Our new service offering is an in silico analysis software, called Leadscope.
How does the software work?
The software assesses chemical structures and generates deactivating or activating factors or alerts. Positive or negative predictions are calculated based on the alerts raised and cross-referenced within the software database.
The expert alert model is based on well-defined mutagenicity structural alerts from the literature and against a large database of over 7,000 chemicals with Ames study (in vitro mutagenic assessment in bacteria) data. The structural alert model includes a set obtained from 27,000 pre-defined structural features.
The software has a number of other predictive functions; For further details, please visit their website.
What allows this software to be a standalone product?
The ICH M7 guidance states that in silico data should be generated using an expert and statistically based software, which (as explained above) are both provided by Leadscope.

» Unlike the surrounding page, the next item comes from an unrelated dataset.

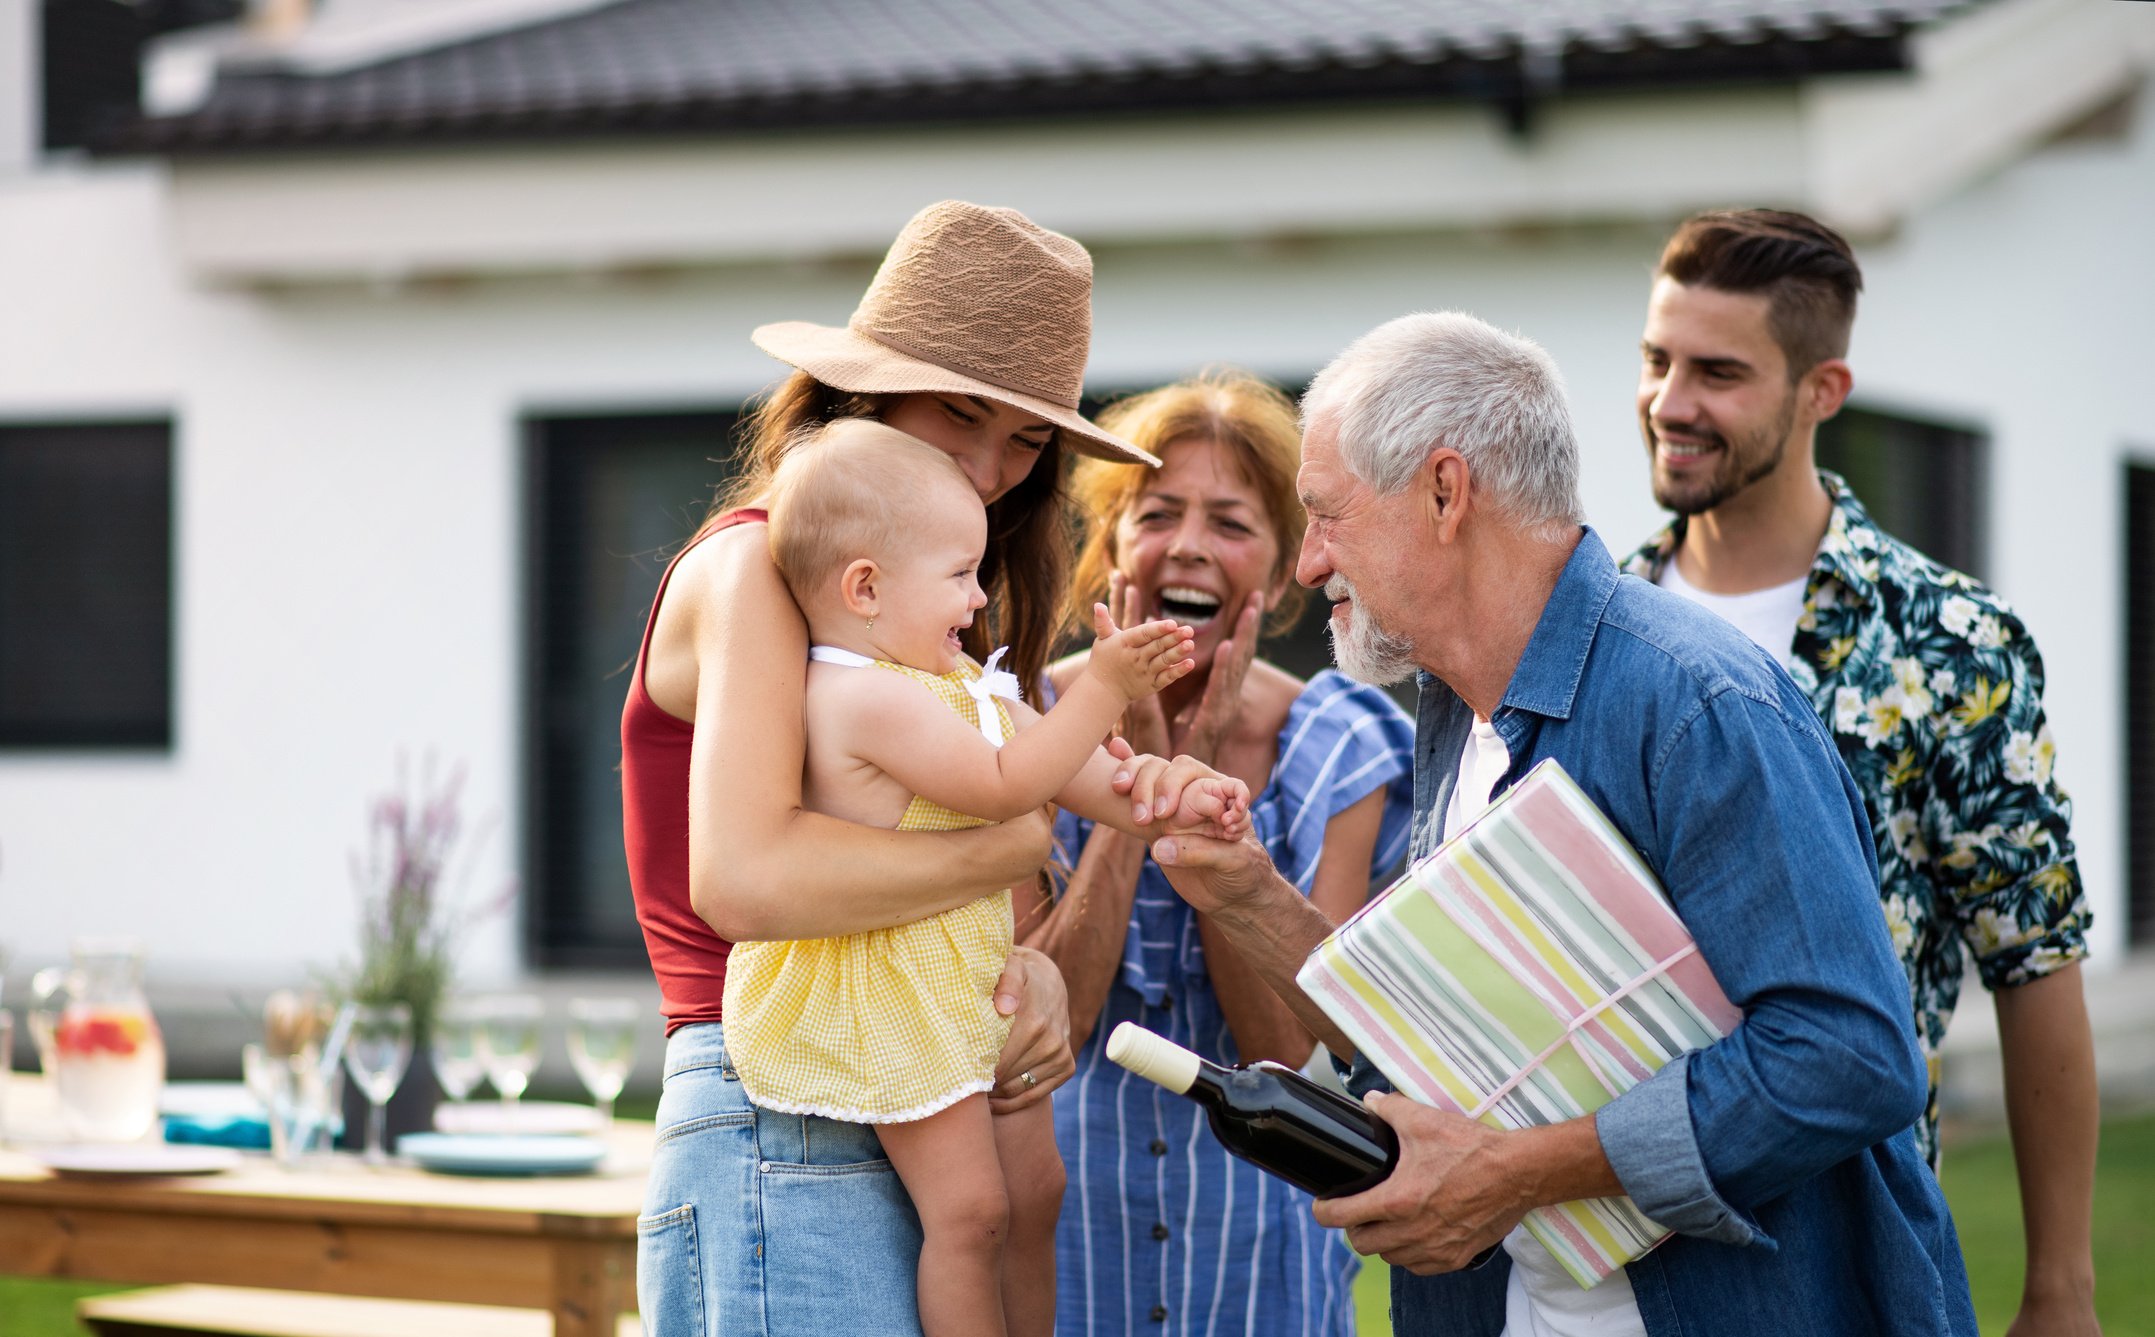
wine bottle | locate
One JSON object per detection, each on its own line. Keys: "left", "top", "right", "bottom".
{"left": 1106, "top": 1022, "right": 1397, "bottom": 1198}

While ICH M7 does not specify to use multiple software, ICON have approached leading regulatory authorities (FDA, EMEA and NIHS) for their expertise and advice. All confirmed that in silico predictions using Leadscope alone are readily accepted. In addition, data are presented in a format that has also been approved by these authorities. So applying this software can not only reduce development costs, but also ease approval application.
Where do you see the future of technologies such as this software headed?
In time, I would hope that with advancement in technology, other software could be applied to predict outcomes in preclinical and clinical toxicology. This could result in reducing the need for in vivo testing and assist with development of more highly specific products to be approved on the market.